Onde você é “nós”?
Lembro do término de um contrato de trabalho por prazo determinado de seis meses de uma equipe inteira que havia alcançado excelentes resultados. Uma semana antes do término do contrato o diretor permanente comunicou a confirmação da dispensa. Porém, no comunicado ele dizia que essa era a notícia ruim, mas havia uma boa, porque algumas pessoas seguiriam na organização. As respostas dos membros da equipe temporária reforçaram a crença de que estamos num caminho evolutivo para aqueles que entendem o que é ser “nós” naquilo que se envolvem.
– Não se trata de notícia ruim… Disse um deles. Nós já sabíamos do final desde o início.
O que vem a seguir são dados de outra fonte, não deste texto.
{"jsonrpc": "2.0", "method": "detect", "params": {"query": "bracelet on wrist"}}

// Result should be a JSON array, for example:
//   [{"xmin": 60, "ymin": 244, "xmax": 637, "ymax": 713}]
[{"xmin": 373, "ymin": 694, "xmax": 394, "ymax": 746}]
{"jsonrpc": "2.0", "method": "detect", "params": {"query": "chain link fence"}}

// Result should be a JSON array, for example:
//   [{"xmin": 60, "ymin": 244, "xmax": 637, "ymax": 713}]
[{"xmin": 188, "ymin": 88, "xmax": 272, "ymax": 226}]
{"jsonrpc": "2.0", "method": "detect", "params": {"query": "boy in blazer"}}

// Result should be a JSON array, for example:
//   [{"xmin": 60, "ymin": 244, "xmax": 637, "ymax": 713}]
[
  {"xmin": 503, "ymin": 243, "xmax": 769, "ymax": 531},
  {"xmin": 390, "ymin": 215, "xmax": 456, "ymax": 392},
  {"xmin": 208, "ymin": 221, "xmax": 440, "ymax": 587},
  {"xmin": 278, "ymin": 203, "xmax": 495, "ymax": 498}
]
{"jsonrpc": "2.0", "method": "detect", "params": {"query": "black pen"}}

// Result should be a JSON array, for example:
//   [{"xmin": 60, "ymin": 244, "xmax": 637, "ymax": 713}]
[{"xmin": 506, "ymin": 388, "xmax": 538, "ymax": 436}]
Estou triste com a separação, claro, mas estou muito feliz por ter participado do projeto. Sorte a minha e daqueles que continuarão.
A esse e-mail se seguiram vários concordando e agradecendo por terem participado do projeto no qual se sentiram “nós”. Muitos trabalhadores “efetivos” não se sentem tão “nós” em muitas organizações.
Isso ficou evidente quando o gerente dos trabalhadores temporários, que era temporário, fazia a avaliação final com o diretor permanente da organização. Ele disse:
– Sim, nós concluímos todas as etapas, fizemos todas as tarefas a nós pedidas e entregamos um produto que está dentro dos melhores padrões de qualidade… Falou com tanto orgulho, incluindo-se na própria companhia.
O diretor permanente disse:
– É, vocês formavam um bom time. Sempre foram muito produtivos.
E concluiu:
Lembrando que vocês não fazem parte da empresa. Vocês são terceirizados. Uma coisa é bem diferente da outra.
O gerente temporário se ruborizou e a reunião foi encerrada.
Há uma tendência de que a gestão priorize cada vez mais os projetos com início meio e fim. Trata-se de um movimento em que a gestão mecanicista migra para um modelo de gestão flexível e autorregulada. Ainda que possa ser apontado como uma novidade e como evolução, não entendo assim. “Nós” sempre fomos e seremos parte de um projeto. Alguns mais importantes, outros menos. Alguns maiores, outros menores. Alguns mais extensos, outros mais curtos. Outros projetos podem ter regras mais rígidas enquanto outros mais flexíveis. A flexibilidade é uma tendência que se reflete em projetos mais curtos e menores, porém não menos importantes. E naqueles projetos importantes nós nos sentimos “nós”. E uma pessoa pode ser “nós” com carteira assinada ou sem. O que realmente importa é o quanto cada um se entrega ao projeto do qual participa. Espanta-me, porém, que muitos detentores de uma carteira assinada por prazo indeterminado não conseguem incluir na conjugação “nós” aqueles que trabalham na organização com contratos temporários. Miopia? Falta de compreensão que mesmo uma carteira assinada por prazo indeterminado pode acabar a qualquer hora? Quem disse que o diretor é permanente? No final, todos nós somos temporários…
Por isso, lamento a falta de entendimento demonstrado pelo diretor permanente da organização com relação aos trabalhadores temporários na interação com o gerente temporário. Quantas empresas investem milhões em formação e qualificação esperando que um dia os seus colaboradores permanentes assumam a organização como sua, referindo-se a ela como “nossa”? E aquele diretor permanente teve em mãos uma equipe temporária que vestiu a camisa da organização. Menosprezou o envolvimento e o comprometimento de seres humanos com o desenvolvimento de um produto de qualidade do qual a sua organização seria a primeira beneficiária. Não só não entendeu como se revelou arrogante e desrespeitoso, julgamentos derivados de quem não tem uma visão sistêmica da organização. Não teve o entendimento de que uma organização somente tem sucesso quando ela faz parte do “nós” de acionistas, diretores, gerentes, trabalhadores, consumidores e comunidade.
Dessa maneira, nos projetos organizacionais em que se participa pouco importa a opinião de colaboradores mais ou menos efetivos em função de uma carteira de trabalho. Cada “nós” nesse ambiente é determinado pelo envolvimento e comprometimento de cada um com aquilo que faz. Onde você é “nós”? Em qual projeto a sua entrega lhe permite referir-se a ele como “nós”? Em qual a organização você sente que pode referir-se a ela como “nossa”?